Prompt Injection
An attack where malicious input manipulates an LLM into ignoring its system instructions, revealing internal prompts, or performing unauthorized actions — the SQL injection of the AI era.
Prompt injection is an attack where crafted input tricks a language model into ignoring its system prompt, leaking internal instructions, or taking actions it was never supposed to take. The root cause is structural: models cannot reliably distinguish between instructions and data. Everything is text.

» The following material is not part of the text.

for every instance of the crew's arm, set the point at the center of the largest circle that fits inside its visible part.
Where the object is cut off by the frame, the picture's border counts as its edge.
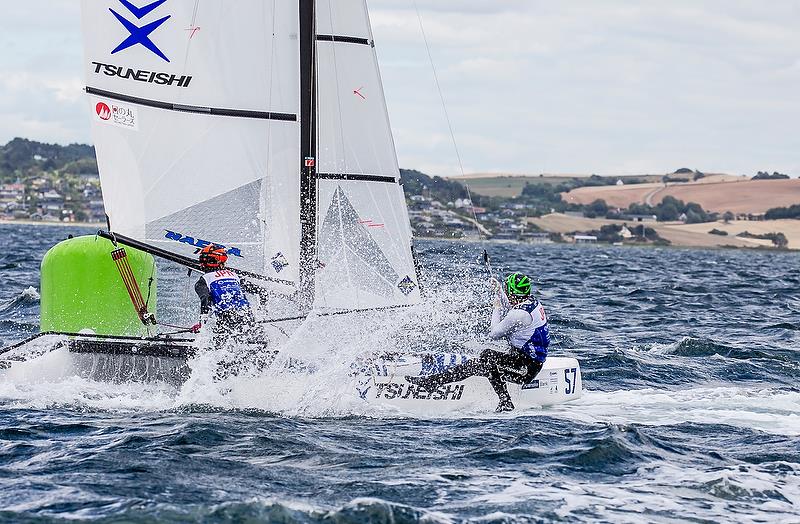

This makes the attack surface uncomfortably broad. Direct injection comes from the user — they simply tell the model to forget its instructions. Indirect injection is more insidious: malicious content embedded in a document, web page, or API response that the model reads and then obeys. An agent summarizing emails could be instructed by an email to exfiltrate contacts. That's not theoretical; it's happened.
The uncomfortable reality is that this problem is unsolved at the model layer. No amount of prompting makes a model reliably immune. Defense has to be architectural: sanitize inputs before they reach the model, validate outputs before they reach your systems, restrict what tools the model can call, and apply guardrails that operate independently of the model's own judgment. OWASP lists prompt injection as the top risk in their LLM Top 10 — not because it's the flashiest attack, but because it's the most reliably exploitable.
If your product accepts free-form user input and feeds it to a model with tool access, you have a prompt injection surface. Design accordingly.